Stochastic Optimal Control: The Discrete-Time Case
Preface:
This monograph is the outgrowth of research carried out at the University of Illinois over a three-year period beginning in the latter half of 1974. The objective of the monograph is to provide a unifying and mathematically rigorous theory for a broad class of dynamic programming and discrete-time stochastic optimal control problems. It is divided into two parts, which can be read independently.
Part I provides an analysis of dynamic programming models in a unified framework applicable to deterministic optimal control, stochastic optimal control, minimax control, sequential games, and other areas. It resolves the structural questions associated with such problems, i.e., it provides results that draw their validity exclusively from the sequential nature of the problem. Such results hold for models where measurability of various objects is of no essential concern, for example, in deterministic problems and stochastic problems defined over a countable probability space. The starting point for the analysis is the mapping defining the dynamic programming algorithm. A single abstract problem is formulated in terms of this mapping and counterparts of nearly all results known for deterministic optimal control problems are derived. A new stochastic optimal control model based on outer integration is also introduced in this part. It is a broadly applicable model and requires no topological assumptions. We show that all the results of Part I hold for this model.
Part II resolves the measurability questions associated with stochastic optimal control problems with perfect and imperfect state information. These questions have been studied over the past fifteen years by several researchers in statistics and control theory. As we explain in Chapter 1, the approaches that have been used are either limited by restrictive assumptions such as compactness and continuity or else they are not sufficiently powerful to yield results that are as strong as their structural counterparts. These deficiencies can be traced to the fact that the class of policies considered is not sufficiently rich to ensure the existence of everywhere optimal or epsilon-optimal policies except under restrictive assumptions. In our work we have appropriately enlarged the space of admissible policies to include universally measurable policies. This guarantees the existence of epsilon-optimal policies and allows, for the first time, the development of a general and comprehensive theory which is as powerful as its deterministic counterpart.
We mention, however, that the class of universally measurable policies is not the smallest class of policies for which these results are valid. The smallest such class is the class of limit measurable policies discussed in Section 11.1. The sigma-algebra of limit measurable sets (or C-sets) is defined in a constructive manner involving transfinite induction that, from a set of theoretic point of view, is more satisfying than the definition of the universal sigma-algebra. We believe, however, that the majority of readers will find the universal sigma-algebra and the methods of proof associated with it more understandable, and so we devote the main body of Part II to models with universally measurable policies.

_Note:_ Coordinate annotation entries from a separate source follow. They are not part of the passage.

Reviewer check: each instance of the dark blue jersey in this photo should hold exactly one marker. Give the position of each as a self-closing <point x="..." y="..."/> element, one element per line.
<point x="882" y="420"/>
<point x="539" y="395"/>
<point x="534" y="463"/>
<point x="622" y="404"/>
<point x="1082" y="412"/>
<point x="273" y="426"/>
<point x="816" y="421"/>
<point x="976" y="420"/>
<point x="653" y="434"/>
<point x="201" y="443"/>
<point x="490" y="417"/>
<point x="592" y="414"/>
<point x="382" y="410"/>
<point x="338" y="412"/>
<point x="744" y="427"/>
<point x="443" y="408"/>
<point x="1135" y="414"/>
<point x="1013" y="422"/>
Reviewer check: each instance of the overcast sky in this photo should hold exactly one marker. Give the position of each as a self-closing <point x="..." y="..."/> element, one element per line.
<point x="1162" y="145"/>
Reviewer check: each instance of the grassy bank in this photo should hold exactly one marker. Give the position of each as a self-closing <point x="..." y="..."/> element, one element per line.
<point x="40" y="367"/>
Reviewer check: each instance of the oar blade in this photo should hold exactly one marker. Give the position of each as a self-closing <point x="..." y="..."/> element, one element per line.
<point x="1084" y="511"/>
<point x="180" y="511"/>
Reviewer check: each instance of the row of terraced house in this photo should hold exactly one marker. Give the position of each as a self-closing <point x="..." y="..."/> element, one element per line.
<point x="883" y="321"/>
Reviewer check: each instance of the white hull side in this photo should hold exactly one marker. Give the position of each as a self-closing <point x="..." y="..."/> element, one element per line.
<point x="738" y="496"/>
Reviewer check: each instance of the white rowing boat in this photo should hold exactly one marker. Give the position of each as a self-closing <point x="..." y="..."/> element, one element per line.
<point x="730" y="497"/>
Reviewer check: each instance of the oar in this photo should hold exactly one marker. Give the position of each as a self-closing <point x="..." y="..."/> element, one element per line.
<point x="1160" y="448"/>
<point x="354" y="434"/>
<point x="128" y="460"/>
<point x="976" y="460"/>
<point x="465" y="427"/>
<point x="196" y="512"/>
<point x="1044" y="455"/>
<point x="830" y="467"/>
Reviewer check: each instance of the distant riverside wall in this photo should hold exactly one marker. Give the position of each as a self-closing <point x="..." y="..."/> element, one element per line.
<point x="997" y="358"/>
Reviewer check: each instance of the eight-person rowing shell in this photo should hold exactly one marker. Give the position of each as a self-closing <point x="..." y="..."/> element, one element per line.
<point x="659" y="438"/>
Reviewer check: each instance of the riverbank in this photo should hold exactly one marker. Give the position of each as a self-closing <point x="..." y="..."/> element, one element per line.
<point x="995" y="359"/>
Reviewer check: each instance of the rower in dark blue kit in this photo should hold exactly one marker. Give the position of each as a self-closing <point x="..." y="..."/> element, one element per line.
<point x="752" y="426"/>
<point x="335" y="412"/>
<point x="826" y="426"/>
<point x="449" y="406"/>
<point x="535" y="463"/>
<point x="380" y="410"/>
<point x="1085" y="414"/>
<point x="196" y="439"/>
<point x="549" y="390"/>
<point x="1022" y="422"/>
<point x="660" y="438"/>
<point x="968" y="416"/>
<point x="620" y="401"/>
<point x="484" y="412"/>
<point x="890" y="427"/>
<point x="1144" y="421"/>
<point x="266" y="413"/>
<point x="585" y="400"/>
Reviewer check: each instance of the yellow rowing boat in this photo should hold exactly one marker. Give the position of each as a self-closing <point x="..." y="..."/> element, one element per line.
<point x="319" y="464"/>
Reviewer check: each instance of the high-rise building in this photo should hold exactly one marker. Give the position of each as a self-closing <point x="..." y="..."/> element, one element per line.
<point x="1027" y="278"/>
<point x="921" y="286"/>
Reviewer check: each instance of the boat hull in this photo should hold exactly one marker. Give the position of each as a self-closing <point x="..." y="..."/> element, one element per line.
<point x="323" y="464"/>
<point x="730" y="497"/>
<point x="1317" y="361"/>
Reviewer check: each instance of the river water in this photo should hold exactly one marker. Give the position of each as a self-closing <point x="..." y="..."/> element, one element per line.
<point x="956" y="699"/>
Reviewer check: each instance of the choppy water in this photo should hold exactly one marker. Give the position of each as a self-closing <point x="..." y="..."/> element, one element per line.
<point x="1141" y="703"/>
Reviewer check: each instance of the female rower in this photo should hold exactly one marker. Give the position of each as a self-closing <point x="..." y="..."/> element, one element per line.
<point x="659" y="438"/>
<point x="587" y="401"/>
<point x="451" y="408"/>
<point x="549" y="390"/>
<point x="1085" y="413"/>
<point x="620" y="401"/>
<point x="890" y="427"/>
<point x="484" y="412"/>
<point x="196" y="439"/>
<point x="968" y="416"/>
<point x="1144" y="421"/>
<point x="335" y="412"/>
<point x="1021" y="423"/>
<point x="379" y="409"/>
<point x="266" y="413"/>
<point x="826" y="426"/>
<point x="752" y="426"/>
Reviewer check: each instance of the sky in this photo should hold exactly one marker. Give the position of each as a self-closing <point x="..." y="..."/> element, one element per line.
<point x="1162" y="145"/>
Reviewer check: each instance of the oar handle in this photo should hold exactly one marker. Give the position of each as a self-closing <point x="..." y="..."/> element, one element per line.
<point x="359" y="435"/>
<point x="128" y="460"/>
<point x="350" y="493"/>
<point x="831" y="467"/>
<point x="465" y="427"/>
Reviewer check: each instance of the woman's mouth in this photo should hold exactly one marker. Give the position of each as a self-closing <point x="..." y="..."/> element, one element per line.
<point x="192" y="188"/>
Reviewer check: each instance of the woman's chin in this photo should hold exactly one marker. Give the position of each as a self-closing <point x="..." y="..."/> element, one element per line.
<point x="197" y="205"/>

Parts I and II are related and complement each other. Part II makes extensive use of the results of Part I. However, the special forms in which these results are needed are also available in other sources (e.g., the textbook by Bertsekas [B4]). Each time we make use of such a result, we refer to both Part I and the Bertsekas textbook, so that Part II can be read independently of Part I. The developments in Part II show also that stochastic optimal control problems with measurability restrictions on the admissible policies can be embedded within the framework of Part I, thus demonstrating the broad scope of the formulation given there.